We just controlled what entered the context.
Why This Actually Matters
You can’t control what a non-deterministic agent will explore.
You tell it: “Research this company”
You can’t control:
- Which search results it clicks
- How deep it reads each page
- What tangents it follows
- How much it loads into context
That’s what makes agents powerful. They explore.
But if you only engineer the prompt? They’ll explore inefficiently.
Your job isn’t to write prompts that prevent exploration.
Your job is to design the environment where exploration stays lean.
That’s the difference between prompt and context engineering.
A Quick Comparison
Task: “Find and verify the CFO’s email for Company X”
Agent A (Prompt-Only Focus):
- Prompt: “You are an expert. Be thorough. Use all the tools.”
- Web search -> 50 results loaded into context
- Clicks 15 pages -> Full HTML in context
- Makes 40+ tool calls
- Cost: $1.20 | Time: 3 min | Success: 75%
Agent B (Context-Engineered):
- Same prompt
- Search limited to 10 results max
- HTML parser returns only text
- Results saved to file
- Agent searches into the file, not full pages
- Makes 8 tool calls
- Cost: $0.15 | Time: 45 sec | Success: 95%
8x cheaper. 4x faster. More accurate.
Same prompt. Different context strategy.
Common Mistakes
“Bigger context windows solve this”
No. Bigger windows just fit more garbage. The AI still gets confused.

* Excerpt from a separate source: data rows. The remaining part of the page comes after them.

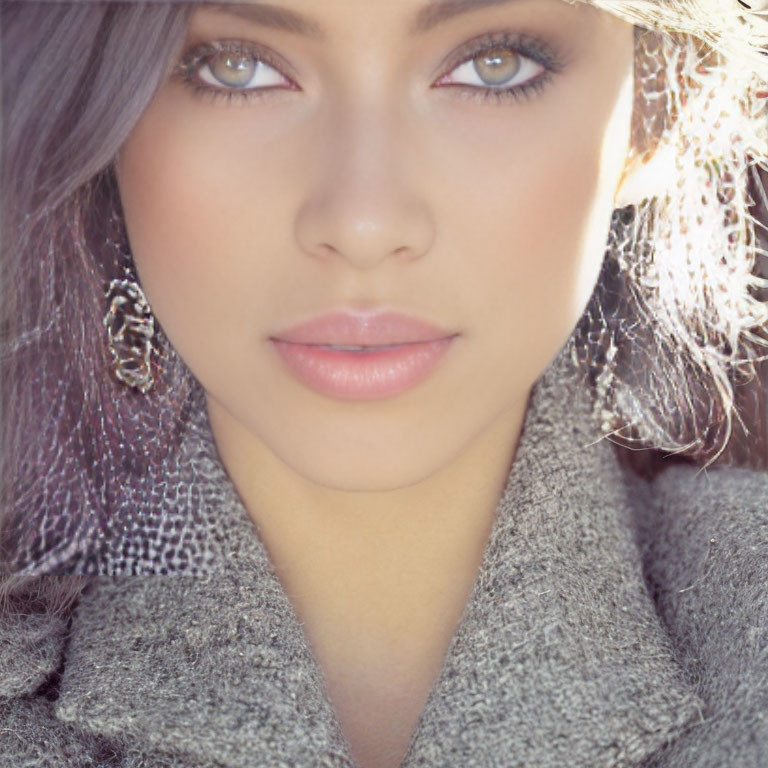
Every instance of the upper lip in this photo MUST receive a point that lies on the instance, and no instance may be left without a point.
(362, 329)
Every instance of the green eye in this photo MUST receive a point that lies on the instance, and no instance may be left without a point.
(233, 69)
(497, 65)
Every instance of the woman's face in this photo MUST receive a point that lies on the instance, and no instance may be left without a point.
(454, 162)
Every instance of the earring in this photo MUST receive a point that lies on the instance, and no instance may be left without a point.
(129, 321)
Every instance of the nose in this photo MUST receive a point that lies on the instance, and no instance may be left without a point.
(363, 206)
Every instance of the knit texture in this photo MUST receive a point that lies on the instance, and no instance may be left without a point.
(560, 657)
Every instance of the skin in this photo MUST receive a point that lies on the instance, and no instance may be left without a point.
(369, 186)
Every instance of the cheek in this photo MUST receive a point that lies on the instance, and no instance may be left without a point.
(199, 218)
(544, 220)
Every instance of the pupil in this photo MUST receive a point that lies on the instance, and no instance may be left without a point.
(232, 69)
(497, 65)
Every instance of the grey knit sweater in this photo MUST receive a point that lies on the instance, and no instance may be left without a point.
(612, 623)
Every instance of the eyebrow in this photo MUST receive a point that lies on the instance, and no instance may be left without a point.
(428, 17)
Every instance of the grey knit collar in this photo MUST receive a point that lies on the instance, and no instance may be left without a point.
(559, 658)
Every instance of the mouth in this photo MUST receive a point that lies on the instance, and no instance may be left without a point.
(349, 356)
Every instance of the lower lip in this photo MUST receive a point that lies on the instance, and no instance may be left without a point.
(373, 375)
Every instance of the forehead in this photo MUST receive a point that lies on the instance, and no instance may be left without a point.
(306, 18)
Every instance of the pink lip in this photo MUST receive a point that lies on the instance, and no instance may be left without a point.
(400, 351)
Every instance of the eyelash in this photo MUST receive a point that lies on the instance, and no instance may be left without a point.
(527, 46)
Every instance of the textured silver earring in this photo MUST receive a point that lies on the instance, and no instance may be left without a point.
(129, 322)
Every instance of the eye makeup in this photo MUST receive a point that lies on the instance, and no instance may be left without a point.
(198, 58)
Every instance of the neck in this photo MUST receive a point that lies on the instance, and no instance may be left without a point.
(365, 558)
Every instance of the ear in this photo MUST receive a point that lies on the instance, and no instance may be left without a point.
(645, 176)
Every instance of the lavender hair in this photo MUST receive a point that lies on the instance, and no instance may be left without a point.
(61, 409)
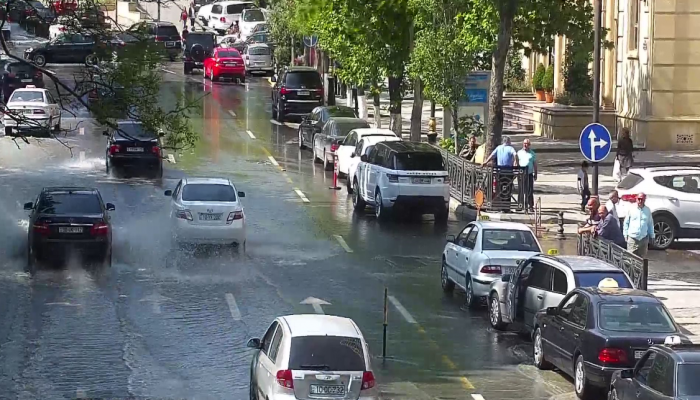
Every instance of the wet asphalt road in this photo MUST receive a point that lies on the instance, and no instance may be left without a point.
(161, 324)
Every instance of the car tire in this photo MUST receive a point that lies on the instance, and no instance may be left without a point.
(665, 230)
(540, 360)
(495, 316)
(447, 285)
(358, 203)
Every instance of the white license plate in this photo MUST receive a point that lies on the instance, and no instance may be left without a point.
(209, 217)
(70, 229)
(333, 390)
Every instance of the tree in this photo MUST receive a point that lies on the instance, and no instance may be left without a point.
(121, 78)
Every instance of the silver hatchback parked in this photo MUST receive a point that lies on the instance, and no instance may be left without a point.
(310, 357)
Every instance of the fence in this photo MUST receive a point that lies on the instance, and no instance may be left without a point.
(636, 267)
(503, 188)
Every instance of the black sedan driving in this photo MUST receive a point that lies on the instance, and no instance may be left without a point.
(66, 222)
(595, 332)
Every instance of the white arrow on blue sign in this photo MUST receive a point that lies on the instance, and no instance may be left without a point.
(595, 142)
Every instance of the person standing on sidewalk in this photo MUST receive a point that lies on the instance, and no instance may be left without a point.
(639, 228)
(582, 185)
(528, 160)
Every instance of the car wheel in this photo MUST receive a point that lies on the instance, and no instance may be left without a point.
(538, 351)
(665, 231)
(358, 203)
(447, 285)
(494, 308)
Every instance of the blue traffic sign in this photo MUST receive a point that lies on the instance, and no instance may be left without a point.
(595, 142)
(310, 41)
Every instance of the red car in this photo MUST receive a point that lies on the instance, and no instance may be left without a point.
(225, 62)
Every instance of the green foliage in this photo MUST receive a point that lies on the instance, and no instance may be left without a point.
(548, 80)
(538, 77)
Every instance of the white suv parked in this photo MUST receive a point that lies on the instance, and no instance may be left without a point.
(402, 174)
(672, 196)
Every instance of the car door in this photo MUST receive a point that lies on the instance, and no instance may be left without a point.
(265, 372)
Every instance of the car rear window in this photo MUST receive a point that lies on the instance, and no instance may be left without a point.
(60, 203)
(307, 80)
(326, 353)
(630, 181)
(635, 317)
(688, 382)
(418, 161)
(502, 239)
(208, 192)
(593, 279)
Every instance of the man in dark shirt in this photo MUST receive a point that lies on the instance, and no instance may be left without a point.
(608, 228)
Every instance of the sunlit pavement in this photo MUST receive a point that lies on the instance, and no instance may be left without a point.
(170, 324)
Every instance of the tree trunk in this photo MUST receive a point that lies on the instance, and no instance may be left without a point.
(417, 111)
(505, 33)
(395, 123)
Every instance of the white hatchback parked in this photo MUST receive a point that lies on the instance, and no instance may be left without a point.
(207, 211)
(305, 357)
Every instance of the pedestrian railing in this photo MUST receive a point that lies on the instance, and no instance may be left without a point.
(504, 188)
(636, 267)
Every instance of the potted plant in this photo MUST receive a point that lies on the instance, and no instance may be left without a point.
(548, 84)
(537, 79)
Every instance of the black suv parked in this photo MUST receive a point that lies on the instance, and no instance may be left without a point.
(198, 47)
(296, 93)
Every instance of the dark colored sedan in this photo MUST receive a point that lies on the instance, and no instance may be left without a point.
(134, 146)
(66, 221)
(595, 332)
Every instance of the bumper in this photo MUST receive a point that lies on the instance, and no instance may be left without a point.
(186, 232)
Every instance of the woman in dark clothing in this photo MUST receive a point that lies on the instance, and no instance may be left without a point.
(624, 151)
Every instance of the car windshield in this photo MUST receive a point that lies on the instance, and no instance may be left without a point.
(635, 317)
(514, 240)
(326, 353)
(253, 16)
(593, 279)
(208, 192)
(59, 203)
(28, 95)
(688, 382)
(419, 161)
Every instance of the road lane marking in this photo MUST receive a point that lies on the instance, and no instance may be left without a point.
(302, 196)
(343, 244)
(402, 310)
(233, 307)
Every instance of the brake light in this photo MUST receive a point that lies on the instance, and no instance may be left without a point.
(184, 214)
(41, 228)
(612, 356)
(284, 378)
(368, 380)
(99, 229)
(491, 269)
(234, 216)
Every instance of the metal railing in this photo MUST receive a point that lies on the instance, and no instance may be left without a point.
(636, 267)
(503, 188)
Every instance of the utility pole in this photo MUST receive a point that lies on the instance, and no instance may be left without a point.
(597, 22)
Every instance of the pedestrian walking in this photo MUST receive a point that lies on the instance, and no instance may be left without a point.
(582, 185)
(528, 161)
(639, 227)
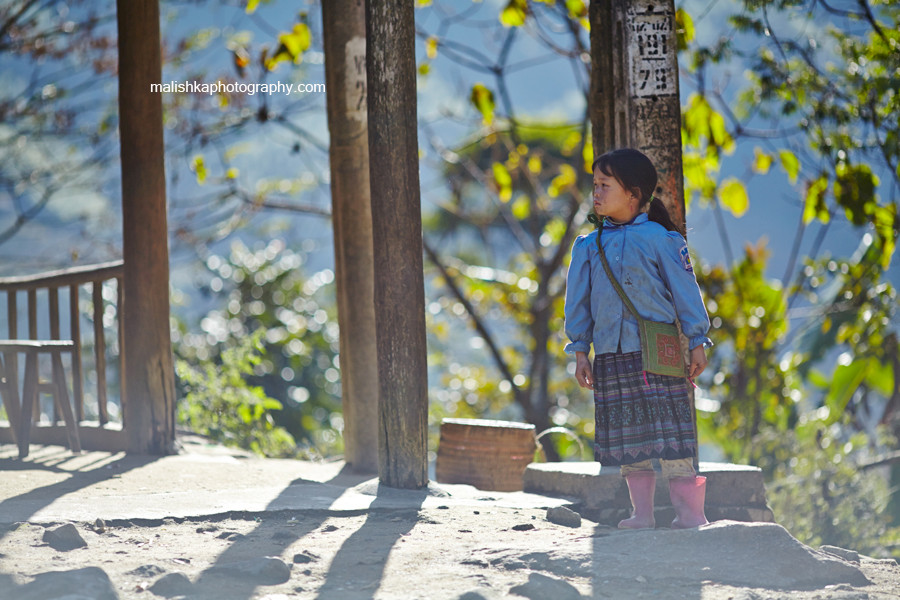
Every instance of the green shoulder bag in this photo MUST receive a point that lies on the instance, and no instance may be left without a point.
(660, 343)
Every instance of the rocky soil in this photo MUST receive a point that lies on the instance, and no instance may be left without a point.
(452, 552)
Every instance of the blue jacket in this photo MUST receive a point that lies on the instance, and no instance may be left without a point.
(654, 269)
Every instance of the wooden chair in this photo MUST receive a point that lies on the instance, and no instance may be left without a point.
(21, 416)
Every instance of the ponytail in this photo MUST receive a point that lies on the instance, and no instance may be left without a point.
(660, 214)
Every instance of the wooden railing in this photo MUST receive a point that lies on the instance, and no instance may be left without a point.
(102, 433)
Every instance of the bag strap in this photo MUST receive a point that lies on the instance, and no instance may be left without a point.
(612, 278)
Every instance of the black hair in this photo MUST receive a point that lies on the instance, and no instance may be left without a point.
(636, 173)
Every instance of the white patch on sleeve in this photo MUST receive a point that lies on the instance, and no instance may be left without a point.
(686, 260)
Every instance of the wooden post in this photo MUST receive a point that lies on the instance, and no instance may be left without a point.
(344, 28)
(634, 88)
(149, 372)
(397, 244)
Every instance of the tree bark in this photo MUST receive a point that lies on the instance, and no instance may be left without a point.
(344, 27)
(149, 392)
(397, 243)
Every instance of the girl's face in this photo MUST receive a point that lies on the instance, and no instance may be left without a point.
(611, 199)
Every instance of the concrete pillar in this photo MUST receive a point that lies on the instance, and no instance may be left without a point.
(634, 88)
(344, 27)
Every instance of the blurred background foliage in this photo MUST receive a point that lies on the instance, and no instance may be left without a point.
(803, 380)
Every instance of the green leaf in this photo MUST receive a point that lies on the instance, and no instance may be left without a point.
(198, 166)
(291, 46)
(761, 161)
(880, 377)
(483, 99)
(854, 189)
(514, 14)
(566, 179)
(733, 196)
(521, 208)
(845, 381)
(814, 207)
(790, 163)
(504, 181)
(577, 9)
(887, 224)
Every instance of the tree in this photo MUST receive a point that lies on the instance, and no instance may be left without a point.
(501, 235)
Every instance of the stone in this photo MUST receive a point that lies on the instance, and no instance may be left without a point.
(64, 538)
(268, 570)
(560, 515)
(305, 557)
(540, 587)
(173, 584)
(147, 571)
(848, 555)
(730, 553)
(481, 594)
(90, 583)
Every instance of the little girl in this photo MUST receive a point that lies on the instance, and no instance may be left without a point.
(639, 415)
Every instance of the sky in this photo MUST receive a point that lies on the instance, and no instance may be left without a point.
(545, 87)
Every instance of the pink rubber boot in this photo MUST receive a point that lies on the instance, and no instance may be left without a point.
(688, 495)
(641, 487)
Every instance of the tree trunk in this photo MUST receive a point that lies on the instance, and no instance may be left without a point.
(344, 27)
(149, 388)
(397, 242)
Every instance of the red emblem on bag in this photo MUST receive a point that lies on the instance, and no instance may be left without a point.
(668, 350)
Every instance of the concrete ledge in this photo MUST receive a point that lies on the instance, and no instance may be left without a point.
(735, 492)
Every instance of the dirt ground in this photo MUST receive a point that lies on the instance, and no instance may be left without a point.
(69, 531)
(452, 552)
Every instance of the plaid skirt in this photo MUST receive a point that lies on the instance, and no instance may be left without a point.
(639, 415)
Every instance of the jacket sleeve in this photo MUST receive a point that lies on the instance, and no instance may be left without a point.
(579, 320)
(678, 272)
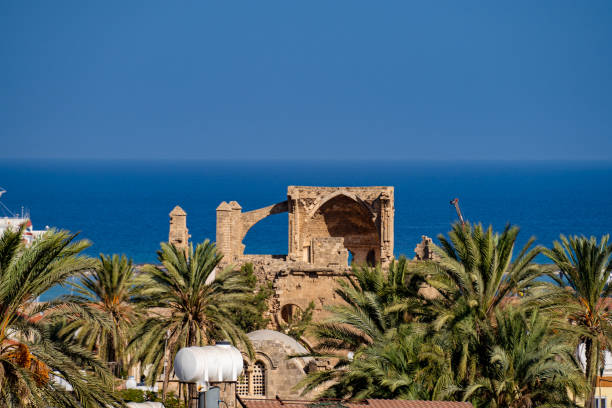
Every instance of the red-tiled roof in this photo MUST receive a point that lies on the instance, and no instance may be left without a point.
(370, 403)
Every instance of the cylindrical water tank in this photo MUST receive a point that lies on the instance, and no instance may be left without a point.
(218, 363)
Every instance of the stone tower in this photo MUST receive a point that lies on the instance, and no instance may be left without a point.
(179, 234)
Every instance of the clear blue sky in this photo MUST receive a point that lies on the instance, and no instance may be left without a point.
(306, 79)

“RAG fixes context problems”
Only if done right. Retrieving 50 documents is still too much. You need 3-5 highly relevant ones.
“Better prompts will fix it”
Your prompt can’t stop an agent from loading a 500-page PDF. That’s a tool design problem, not a prompt problem.
“More tools = better agent”
More tools = more ways to pollute context. You need better tool design, not more tools.
The Core Insight
Non-deterministic systems need deterministic constraints.
You give agents freedom to explore.
But you must architect the environment they explore in.
At Cubeo AI , we watch users build agents every day.
Professionals? They design contexts. They understand that AI Agent development is a trial & error approach.
Beginners? They write perfect prompts and wonder why costs are insane and why their AI Agent is not doing what they expect it to do.
The difference is simple:
Prompts tell agents what to do. Context engineering makes sure they do it efficiently.
Both matter.
But if you ignore context? Your agent works. It just costs 10x more.
And when you’re running thousands of tasks per day? That 10x becomes real money.
Takeaway
Stop thinking: Prompt = Context
Start thinking:
- Prompt = The sticky note (your instructions)
- Context = The entire desk (everything the AI sees)
Clean the desk. Limit the tools. Structure the data.
Then your prompts will actually work.